Meiotic and somatic chromosomes were observed using methods from Masaki et al. (2024) and Chung (2024), respectively. For the meiotic chromosome observation of Mitratae species, immature male spikes were treated in a mixture of methanol, chloroform, and propionic acid at room temperature, then stored in 70% ethanol. To observe somatic chromosomes in sect. Siderostictae, active root tips were sampled in 0.002 M 8-hydroxiquinoline and fixed in a mixture of ethanol and glacial acetic acid (3:1). Fixed pollen and root cells were stained with 1% acetic-orcein and squashed. Meiotic and somatic chromosomes observed at ×1,000 magnification were drawn, photographed, and analyzed. At least three cells per individual were examined to determine chromosome numbers and variations. An optical microscope (Nikon Eclipse 50i, Nikon, Tokyo, Japan) was used for observation. Species identification followed Hoshino et al. (2011) and Park et al. (2016), and voucher specimens were housed in the herbarium of the Honam National Institute of Biological Resources (HIBR).

RESULTS AND DISCUSSION

Chromosomes of four Carex taxa were confirmed from twelve island populations in the west and southwest of South Korea (Table 1). Two Mitratae taxa, C. breviculmis and C. tristachya, had very small chromosomes, about 1 μm long, while two Siderostictae species, C. ciliatomarginata and C. siderosticta, displayed relatively large chromosomes with lengths ranging from 1.5 μm to 5.5 μm (Fig. 1). In the sect. Siderostictae, C. siderosticta showed two ploidy levels, diploidy and triploidy, and C. ciliatomarginata was only diploid.
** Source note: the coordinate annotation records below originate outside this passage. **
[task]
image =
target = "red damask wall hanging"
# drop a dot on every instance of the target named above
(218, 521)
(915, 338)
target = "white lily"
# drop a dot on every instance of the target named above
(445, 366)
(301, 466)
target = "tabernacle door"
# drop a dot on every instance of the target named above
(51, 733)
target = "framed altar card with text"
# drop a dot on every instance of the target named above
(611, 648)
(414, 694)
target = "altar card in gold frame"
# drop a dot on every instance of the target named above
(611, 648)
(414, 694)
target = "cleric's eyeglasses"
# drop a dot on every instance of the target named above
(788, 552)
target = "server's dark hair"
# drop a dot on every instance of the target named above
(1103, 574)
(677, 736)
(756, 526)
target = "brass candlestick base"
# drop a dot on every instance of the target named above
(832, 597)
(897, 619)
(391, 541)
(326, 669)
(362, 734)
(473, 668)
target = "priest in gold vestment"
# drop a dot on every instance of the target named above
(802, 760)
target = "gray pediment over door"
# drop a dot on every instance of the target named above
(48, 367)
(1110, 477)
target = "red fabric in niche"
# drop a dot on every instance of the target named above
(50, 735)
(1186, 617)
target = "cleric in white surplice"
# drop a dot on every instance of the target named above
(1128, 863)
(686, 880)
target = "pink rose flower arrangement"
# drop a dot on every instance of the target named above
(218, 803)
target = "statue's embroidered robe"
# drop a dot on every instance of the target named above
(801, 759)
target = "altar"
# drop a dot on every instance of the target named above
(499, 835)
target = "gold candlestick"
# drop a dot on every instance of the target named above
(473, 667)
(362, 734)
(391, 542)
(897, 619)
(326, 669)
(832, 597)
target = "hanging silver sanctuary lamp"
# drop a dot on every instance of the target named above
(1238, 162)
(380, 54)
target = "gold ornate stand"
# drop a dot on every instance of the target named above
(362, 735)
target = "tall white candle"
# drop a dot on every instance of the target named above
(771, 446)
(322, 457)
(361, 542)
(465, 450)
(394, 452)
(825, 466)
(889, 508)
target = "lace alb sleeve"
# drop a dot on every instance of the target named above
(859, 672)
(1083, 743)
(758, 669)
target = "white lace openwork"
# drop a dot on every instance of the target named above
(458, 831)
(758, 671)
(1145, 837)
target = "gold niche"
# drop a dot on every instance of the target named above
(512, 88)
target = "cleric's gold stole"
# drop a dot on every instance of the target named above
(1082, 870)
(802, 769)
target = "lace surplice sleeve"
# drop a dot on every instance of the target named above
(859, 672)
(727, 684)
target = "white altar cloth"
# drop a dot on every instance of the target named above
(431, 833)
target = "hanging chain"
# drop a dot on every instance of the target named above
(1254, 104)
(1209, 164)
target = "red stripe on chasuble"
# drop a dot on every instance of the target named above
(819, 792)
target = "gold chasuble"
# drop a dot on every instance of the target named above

Carex breviculmis R. Br. 청사초 (n = 34_II) (Fig. 1A) – Sect. Mitratae Kük.

The meiotic chromosomes of n = 34_II were observed in C. breviculmis collected from Sinan-gun, Jeollanam-do (Fig. 1A, Table 1). Their chromosomes were very small, less than 2 μm long, and constricted centromeres were not visible. The species is widespread throughout East Asia, and variation in chromosome numbers has been reported as 2n = 54, 58, 62, 64, 66, 68, 70, 72 (Hoshino et al., 2011) (Table 1). In Korea, it is one of the most common Carex species, growing across the country, with chromosome numbers varying as 2n = 54, 58, 62, 64, 66, 68, 72 (Park et al., 2016) (Table 1). The chromosome number of 2n = 68 has been reported from several populations from central to southern Korea, including Jejudo Island: Ansan-si (Gyeonggi), Goesan-gun (Chungbuk), Cheonan-si (Chungnam), Tongyeong-si (Gyeongnam), and Jeju-si (Jejudo Island) (Chung and Im, 2020; Chung and Chung, 2021; Masaki et al., 2024). Conversely, a meiotic chromosome number of n = 32 _II was observed in Saengildo Island, located south of the Korean Peninsula (Masaki et al., 2024).

Carex tristachya Thunb. 반들사초 (n = 21_II) (Fig. 1B) – Sect. Mitratae Kük.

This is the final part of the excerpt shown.